中島そうですね。1890年に岩崎彌之助が明治政府の要請を受けて丸の内一帯の土地を取得したことに端を発する当社は、130年かけてこのエリアを世界に誇るビジネス街へと発展させ、さらに日本の不動産会社としていち早く海外進出も果たしています。そうした「超長期視点のまちづくりの伝統」と「時代を先取りする先見性」という岩崎家のDNAは確実に今の当社にも受け継がれています。
 Change Makerとは、変化を恐れず慣例にとらわれないチャレンジ精神で行動し、外部の人たちからの協力を得て周囲を巻き込みながら事業を組み立てる人のことです。その意味で当社の社員はすでにChange Makerだと思いますが、堅実な社風もあって、「丸の内の大家さん」と保守的な印象を持たれることも多いです。社員には、Change Makerとして世の中の変化を恐れず、むしろ先取りしてうまく利用するくらいの強い気持ちで仕事に取り組んでほしいですね。
 ビジネスを成長させていく過程では、イノベーションを起こせる人の存在も欠かせません。誰もが小さな変化を起こすことはできるはずで、それを積み上げていけばやがて大きな変化へとつながります。我々のDNAを次の世代に伝えていく、あるいは、さらに研ぎ澄まして将来へと発展させていくためにも、社員には変化に対して常に前向きであってほしいと思います。

――社内に伝わる岩崎家のDNA。素敵なお話ですね。
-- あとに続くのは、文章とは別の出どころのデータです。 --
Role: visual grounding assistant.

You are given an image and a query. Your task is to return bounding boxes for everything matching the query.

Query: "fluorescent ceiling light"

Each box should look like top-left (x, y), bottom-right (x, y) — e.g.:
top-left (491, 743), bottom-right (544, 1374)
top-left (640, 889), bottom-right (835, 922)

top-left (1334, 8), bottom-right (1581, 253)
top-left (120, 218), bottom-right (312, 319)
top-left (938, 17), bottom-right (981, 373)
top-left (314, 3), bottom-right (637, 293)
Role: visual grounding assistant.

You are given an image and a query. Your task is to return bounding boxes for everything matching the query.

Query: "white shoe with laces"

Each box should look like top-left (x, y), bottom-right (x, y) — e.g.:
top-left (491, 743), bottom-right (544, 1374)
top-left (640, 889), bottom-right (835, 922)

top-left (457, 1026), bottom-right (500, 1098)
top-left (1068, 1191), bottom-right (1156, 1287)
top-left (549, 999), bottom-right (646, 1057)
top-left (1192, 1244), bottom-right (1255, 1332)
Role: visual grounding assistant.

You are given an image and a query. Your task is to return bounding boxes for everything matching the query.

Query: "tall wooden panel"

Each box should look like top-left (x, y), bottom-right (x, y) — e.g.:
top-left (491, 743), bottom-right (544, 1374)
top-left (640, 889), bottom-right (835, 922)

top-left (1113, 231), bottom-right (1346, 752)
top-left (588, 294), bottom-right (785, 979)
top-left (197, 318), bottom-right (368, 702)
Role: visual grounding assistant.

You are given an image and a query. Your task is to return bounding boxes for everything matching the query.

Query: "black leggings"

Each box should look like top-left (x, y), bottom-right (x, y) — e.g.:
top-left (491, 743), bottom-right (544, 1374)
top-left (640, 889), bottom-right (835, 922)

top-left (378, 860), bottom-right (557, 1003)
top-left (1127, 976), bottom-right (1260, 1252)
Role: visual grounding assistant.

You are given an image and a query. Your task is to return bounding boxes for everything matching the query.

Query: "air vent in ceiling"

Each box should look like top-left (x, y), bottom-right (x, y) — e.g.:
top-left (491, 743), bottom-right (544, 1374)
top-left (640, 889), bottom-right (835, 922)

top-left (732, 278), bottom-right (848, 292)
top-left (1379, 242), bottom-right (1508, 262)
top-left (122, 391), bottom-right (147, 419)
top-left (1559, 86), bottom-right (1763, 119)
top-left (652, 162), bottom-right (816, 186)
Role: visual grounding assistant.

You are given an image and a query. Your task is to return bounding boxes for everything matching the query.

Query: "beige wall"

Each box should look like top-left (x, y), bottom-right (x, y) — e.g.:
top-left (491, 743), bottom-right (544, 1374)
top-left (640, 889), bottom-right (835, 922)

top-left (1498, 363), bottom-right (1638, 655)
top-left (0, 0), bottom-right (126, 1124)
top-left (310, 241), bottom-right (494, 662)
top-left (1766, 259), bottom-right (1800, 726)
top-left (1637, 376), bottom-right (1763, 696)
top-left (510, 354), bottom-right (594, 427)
最後に、『マンスリーみつびし』の読者へのメッセージをお願いします。

中島グループ従業員の中には、普段の仕事の中で三菱グループを意識する機会があまりないという方もいらっしゃることでしょう。私自身は長くグループの中にいるせいか、「三綱領」に触れたり、三菱マーケティング研究会に参加させていただいたりと、グループとのつながりを確認する機会が度々あります。同じ価値観を持つグループの方とはお互いを理解しやすく、距離も縮めやすいと感じています。皆さんもグループ内のつながりを大切にしながら、三菱ブランドをご自分のキャリアの中でうまく活かしていってほしいと思います。